DRAMATIC cuts to district nursing have left older people without care at home and turning to A&E, an independent report has found.
Research by Christie & Co reveals that a 44 per cent drop in district nurses since 2010 contributed to a severe loss of care and support in the community. An ageing population has become more reliant on acute hospital care as preventative social care is lost. The report found a 65 per cent increase in people aged over 60 attending A&E departments since 2008.
The research was carried out alongside social care industry experts and surveyed every local authority and more than 200 leading operators. It adds that understaffing in the community leads to delays in discharging patients from hospital, with more than 2 million delayed days in 2016 alone.
Janet Davies, Chief Executive and General Secretary of the Royal College of Nursing, said: ‘Older people are being let down by a cut-price social care system that struggles to provide basic and dignified care. This report paints a highly concerning picture of the short-sighted approach in recent years.
‘The government cut local authority care budgets and older people who are no longer adequately supported at home are forced to turn to A&E. The same lack of community care means once they are in hospital they cannot easily be discharged again.
‘District and community nursing staff should be there to help older people to stay well and live independently for longer. But the loss of nearly half is one of the reasons older people aren’t being properly supported.
‘It is a vicious cycle with very real human consequences. Vulnerable people are caught between understaffed hospitals, dwindling community care and under-funded residential homes.
‘It cannot continue. The government must address it head on and invest in community care, including nursing expertise.’

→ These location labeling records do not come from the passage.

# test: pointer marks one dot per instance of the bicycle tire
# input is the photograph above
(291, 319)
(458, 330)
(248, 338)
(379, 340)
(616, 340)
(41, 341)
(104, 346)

• The Royal College of Emergency Medicine (RCEM) is calling for an extra 2,200 emergency medicine consultants to reach safe, sustainable staffing levels as part of its plan to improve emergency care for patients.
The extra consultants are one of a range of measures detailed in the RCEM Vision 2020 – the College’s strategy to fix the problems facing emergency medicine in England. Dr Taj Hassan, President of the Royal College of Emergency Medicine said: ‘It is vital that we get our staffing levels right. We know that each emergency medicine consultant in England is responsible for around 10,000 patients a year.
‘Our staff are working to the very limits of their abilities to provide safe, compassionate care. This is leading to burnout and doctors leaving the profession, creating a vicious circle. We have identified that we need at least 2,200 extra Emergency Medicine consultants in England alone to achieve safe, sustainable staffing levels, with posts structured to allow good recruitment, retention and prevent career “burnout”.’